The secretary of state, who will leave office on January 20 when President Donald Trump’s term ends, also urged more international pressure on Tehran, but stopped short of calling for military action, saying: “If we did have that option, if we chose to do that, there’s a much greater risk in executing it.”

‘Warmongering lies’

Iranian foreign minister Mohammad Javad Zarif swiftly accused Pompeo of “warmongering lies” in a tweet denouncing the claims.

Pompeo’s statements could represent an escalation in the US’s ability to use force against Iran.

US legislation, the 2001 Authorisation of Use of Military Force (AUMF), allows US forces to pursue al-Qaeda anywhere in the world, meaning Pompeo’s claim could allow the Trump administration to say it already had Congressional approval for an attack on Iran under that authorisation if al-Qaeda were proved to be on Iranian territory.

The US Congress, following the January 2020 assassination of Iranian Major General Qassem Soleimani, passed a resolution that would have required the president to seek Congressional authorisation before taking military action against Iran, which Trump vetoed in May.

‘Very unconvincing’

Trita Parsi, an executive vice president of the Quincy Institute for Responsible Statecraft, a think-tank in Washington, DC, called Pompeo’s statements “very unconvincing”.

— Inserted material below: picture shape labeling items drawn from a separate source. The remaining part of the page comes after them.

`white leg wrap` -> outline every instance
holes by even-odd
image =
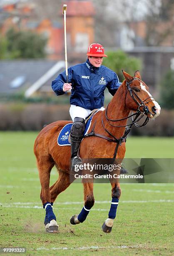
[[[77,219],[78,215],[76,214],[75,217],[75,222],[76,224],[79,224],[80,222],[79,221],[78,219]]]
[[[49,226],[50,227],[51,226],[57,226],[58,227],[57,223],[56,222],[56,221],[55,220],[52,220],[50,223]]]
[[[107,219],[105,221],[105,225],[107,227],[112,228],[114,225],[114,220],[113,219]]]

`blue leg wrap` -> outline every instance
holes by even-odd
[[[80,213],[78,215],[77,219],[80,222],[83,222],[87,218],[87,217],[89,212],[91,208],[84,206]]]
[[[116,216],[117,209],[117,208],[119,199],[116,197],[112,197],[111,208],[109,212],[108,217],[109,219],[114,219]]]
[[[52,206],[53,205],[53,202],[51,202],[51,205],[52,206]],[[48,221],[48,215],[47,214],[47,213],[46,213],[45,218],[45,220],[44,220],[44,224],[46,226],[47,224],[48,224],[48,223],[50,223],[50,222]]]
[[[43,205],[43,207],[45,208],[46,211],[45,218],[44,221],[45,225],[50,223],[52,220],[56,220],[56,216],[52,210],[52,207],[53,205],[53,203],[50,203],[49,202],[47,202]]]

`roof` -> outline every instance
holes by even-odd
[[[94,14],[94,7],[90,1],[72,0],[67,3],[67,16],[93,16]]]
[[[0,94],[24,92],[42,77],[45,83],[51,75],[54,79],[60,71],[60,62],[47,59],[0,61]],[[40,80],[39,84],[42,85]]]

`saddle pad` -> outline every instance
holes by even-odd
[[[92,115],[90,118],[87,121],[87,123],[85,124],[83,135],[86,135],[88,131],[93,116],[94,115]],[[67,123],[62,129],[57,138],[57,144],[58,145],[60,146],[71,146],[71,144],[68,141],[68,137],[70,134],[70,131],[72,125],[72,123]]]

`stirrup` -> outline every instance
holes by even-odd
[[[120,174],[126,174],[127,173],[129,173],[129,172],[125,168],[121,167]]]
[[[82,160],[80,157],[75,156],[71,160],[71,169],[74,168],[75,165],[79,165],[82,164]]]

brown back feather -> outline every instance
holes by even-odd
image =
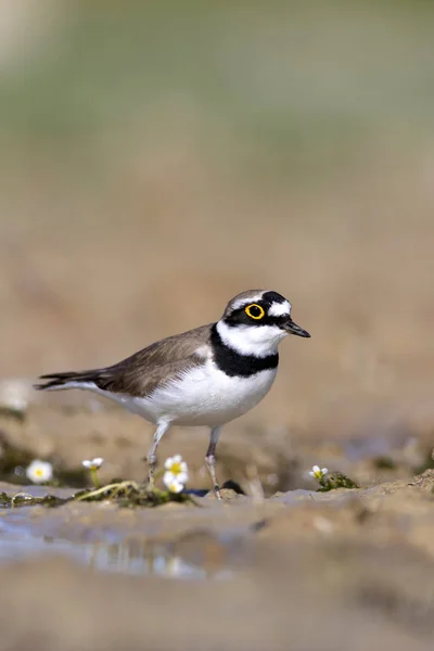
[[[197,349],[208,344],[210,328],[212,324],[202,326],[169,336],[103,369],[42,375],[41,379],[49,382],[36,388],[60,388],[68,382],[94,382],[103,391],[145,397],[158,384],[203,363],[204,358],[197,354]]]

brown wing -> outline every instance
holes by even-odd
[[[155,342],[104,369],[41,375],[41,380],[49,381],[37,384],[35,388],[61,388],[69,382],[94,382],[103,391],[148,396],[158,384],[203,363],[204,356],[197,350],[208,344],[210,328],[210,324],[202,326]]]

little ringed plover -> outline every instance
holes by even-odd
[[[148,452],[154,485],[156,449],[170,425],[210,427],[205,463],[216,496],[215,451],[225,423],[255,407],[278,370],[278,345],[310,336],[277,292],[250,290],[229,301],[219,321],[169,336],[110,367],[41,375],[38,390],[80,388],[120,403],[156,425]]]

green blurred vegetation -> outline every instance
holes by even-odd
[[[151,148],[186,132],[222,167],[310,176],[432,139],[432,3],[72,7],[55,47],[0,80],[8,148],[86,156],[140,125]]]

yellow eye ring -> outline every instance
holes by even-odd
[[[260,307],[260,305],[257,305],[257,303],[252,303],[252,305],[247,305],[247,307],[245,308],[245,314],[251,319],[256,320],[259,320],[265,316],[264,309]]]

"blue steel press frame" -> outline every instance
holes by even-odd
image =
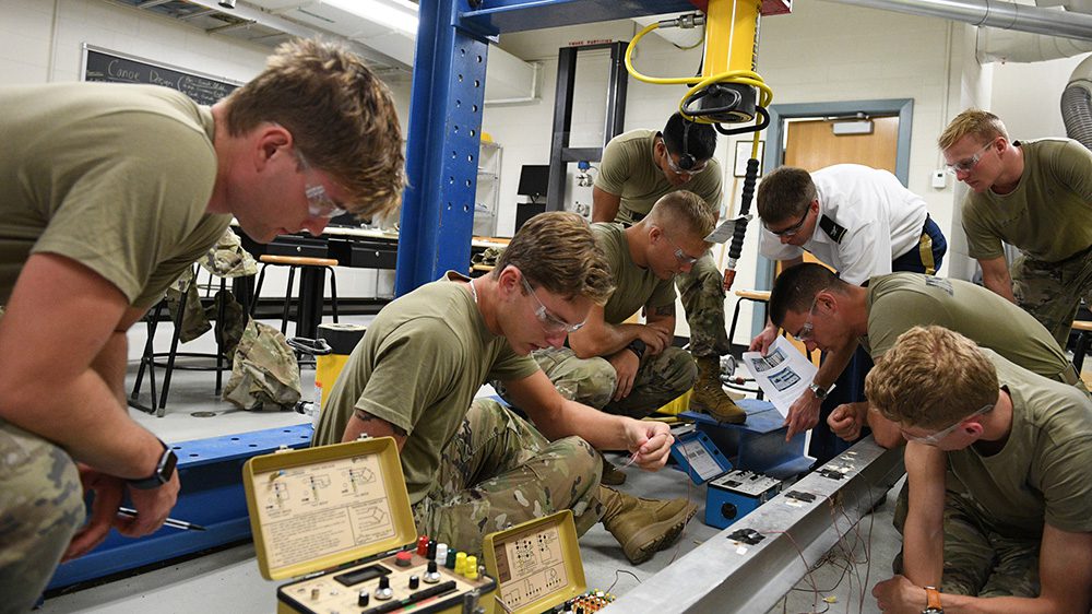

“I think the question we have to ask ourselves is, if Pompeo actually has any conclusive evidence of any form of an Iran-al-Qaeda alliance, why did he wait until the eight last days of his term to put this forward?” he told Al Jazeera.

“This is a person that has been pursuing a strategy of crushing Iran for the last four years,” Parsi added. “It would have done him well to put this down right away in order to further justify maximum pressure.”

The Trump administration has taken an antagonistic approach towards Tehran since taking office in 2017, pursuing a “maximum pressure” sanctions campaign after withdrawing from the nuclear deal.

Most recently, the US accused Iran of violating the Chemical Weapons Convention by supplying the late Lybian ruler Muammar Gaddafi with chemical weapons.

Several incidents have brought Tehran and the US to the brink of conflict during Trump’s term, including the assassination of Soleimani and tensions surrounding the Strait of Hormuz, a Persian Gulf waterway that serves as a vital shipping route in the region.

The US flew B-52 bombers over the Gulf three times in December, in what the Trump administration called a deterrence measure to keep Iran from retaliations on the anniversary of the US assassination of Soleimani.

With just eight days left in office for President Donald Trump, experts have voiced concern that the outgoing president may take “reckless” actions against Iran that could threaten the incoming administration of President-elect Joe Biden, who hopes to rejoin the nuclear deal and bring Iran back to compliance.

“What this appears to be is a desperate effort by him to try to reshape facts in order to serve his political purpose, which right now is to make sure that the Biden administration cannot undo the damage that Pompeo and Trump have done to us relations,” Parsi said.

Al-Qaeda operative killed

Pompeo also announced on Tuesday that al-Qaeda’s Abu Muhammad al-Masri, who is accused of masterminding the 1998 bombings of two US embassies in Africa, had been killed in Iran on August 7.

It was the first official confirmation of the killing, which Pompeo said “points to” coordination between al-Qaeda and Tehran.

In mid-November, the New York Times published a story, citing unnamed US intelligence sources, that said al-Masri was killed by Israeli agents along with his daughter after living in Iran for years.

 

Iran’s foreign ministry rejected the claims at the time, saying US media shouldn’t fall prey to “Hollywood-style scenario-making by US and Israeli officials”.

The ministry also accused the US of “Iranophobia” amid the “maximum pressure” campaign Trump.

Pompeo on Tuesday also announced new sanctions on several Iranian officials and a $7 million reward for information on an al-Qaeda member he said was believed to be in Iran identified both as Muhammad Abbatay or Abd al-Rahman al-Maghrebi.